Some narratives proposed that the preventive action would be to stop the incorrect action and simply follow the correct action in future. Specific plans on how the site would change course were not always evident in the narratives. In an example of missed counselling and questionnaires, the narrative stated the site’s steps to prevent future occurrences of this type of deviation:
“Staff to always follow visit schedule and do procedures according to visit requirements.”
Instead, many narratives offered preventive actions centred around people, and there was a dominant perception that an error would prompt people to change behaviors, become more “vigilant” and exercise more care. The onus was placed on people to remember to improve their performance after training and awareness campaigns through email reminders or wallcharts.
“Staff member will avoid being distracted by the participant’s conversation and pay more attention to visit procedures…”
“Staff member responsible was made aware of the error and the importance of following the schedule of procedures as stipulated in Appendix H of the Protocol was emphasised. ‘Appendix H’ Page was printed, laminated and placed in the counselling rooms for easy reference.”
For a haemoglobin test that could not be done because of a clotted sample:
“Nurses reminded of the gentle inversion technique to prevent clotting.”

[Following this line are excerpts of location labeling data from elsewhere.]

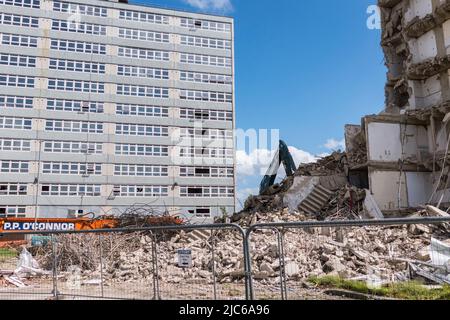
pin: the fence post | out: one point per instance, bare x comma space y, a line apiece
156, 293
248, 266
283, 285
54, 268
213, 238
101, 263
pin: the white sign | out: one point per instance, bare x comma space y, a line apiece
184, 258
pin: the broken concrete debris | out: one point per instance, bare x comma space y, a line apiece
319, 190
391, 253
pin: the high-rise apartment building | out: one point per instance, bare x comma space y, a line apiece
106, 105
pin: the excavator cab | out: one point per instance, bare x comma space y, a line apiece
282, 156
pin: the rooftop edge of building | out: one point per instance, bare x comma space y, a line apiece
139, 4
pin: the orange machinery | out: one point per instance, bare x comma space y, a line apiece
9, 226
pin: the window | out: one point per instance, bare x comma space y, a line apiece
207, 192
22, 3
142, 130
143, 35
140, 170
13, 189
205, 114
206, 96
15, 145
207, 172
12, 212
143, 17
7, 166
16, 81
73, 147
71, 190
142, 91
193, 152
16, 102
72, 168
205, 60
143, 54
206, 133
74, 106
78, 66
79, 8
138, 110
79, 27
78, 46
17, 40
17, 20
142, 72
205, 42
200, 212
141, 150
17, 60
205, 77
205, 25
141, 191
15, 123
73, 126
75, 85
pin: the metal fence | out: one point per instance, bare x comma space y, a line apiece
222, 261
137, 264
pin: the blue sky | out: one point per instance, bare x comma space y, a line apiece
304, 67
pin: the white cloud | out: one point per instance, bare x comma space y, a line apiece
252, 167
333, 144
243, 194
257, 162
216, 5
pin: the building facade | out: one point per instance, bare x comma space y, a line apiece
107, 106
407, 145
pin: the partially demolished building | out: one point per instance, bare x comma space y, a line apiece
404, 149
395, 162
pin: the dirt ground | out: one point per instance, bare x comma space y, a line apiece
42, 289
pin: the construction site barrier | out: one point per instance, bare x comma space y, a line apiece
219, 261
129, 263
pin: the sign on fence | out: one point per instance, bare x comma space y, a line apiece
184, 258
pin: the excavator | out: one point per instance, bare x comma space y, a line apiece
9, 226
281, 156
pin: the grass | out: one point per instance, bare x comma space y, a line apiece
6, 253
411, 290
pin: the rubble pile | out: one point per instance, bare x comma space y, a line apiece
340, 199
389, 253
348, 253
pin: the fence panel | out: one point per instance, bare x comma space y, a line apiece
136, 264
20, 277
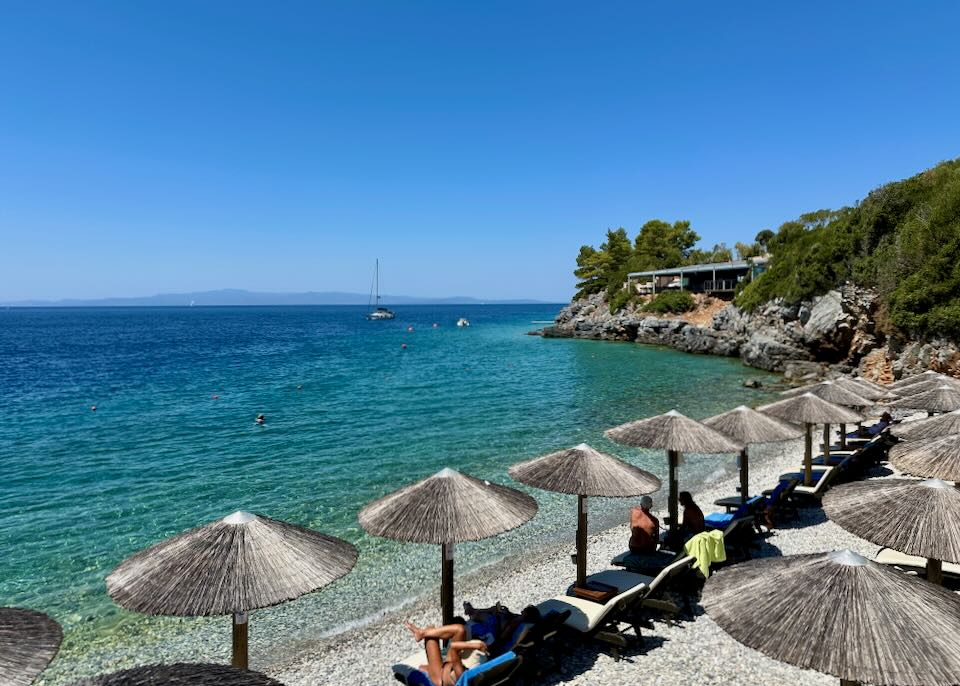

Systems-based preventive actions were less usual. They focused on correcting or adding more detail to forms (e.g. laboratory requisition forms, medical history forms), adding more detail to checklists to distil visit requirements (e.g. visit flow checklists), introducing trackers (e.g. for informed consent versions), adding staff members to perform critical requirements which were not being done (e.g. assigning staff members to call participants to remind them of their scheduled visits, allocating staff members to call participants for safety follow up), and procuring tools with advanced technology (e.g. imaging technology that locates veins for successful blood sampling to prevent insufficient blood sampling, and syncronising digital clocks to a device with atomic time instead of digital clocks to prevent time documentation discrepancies).
In 2% (n = 79) of the 4074 protocol deviation narratives, site staff mentioned that they had conducted root cause analysis of that particular deviation. Staff often narrated that they found a human root cause – i.e. they thought that the error arose from a person.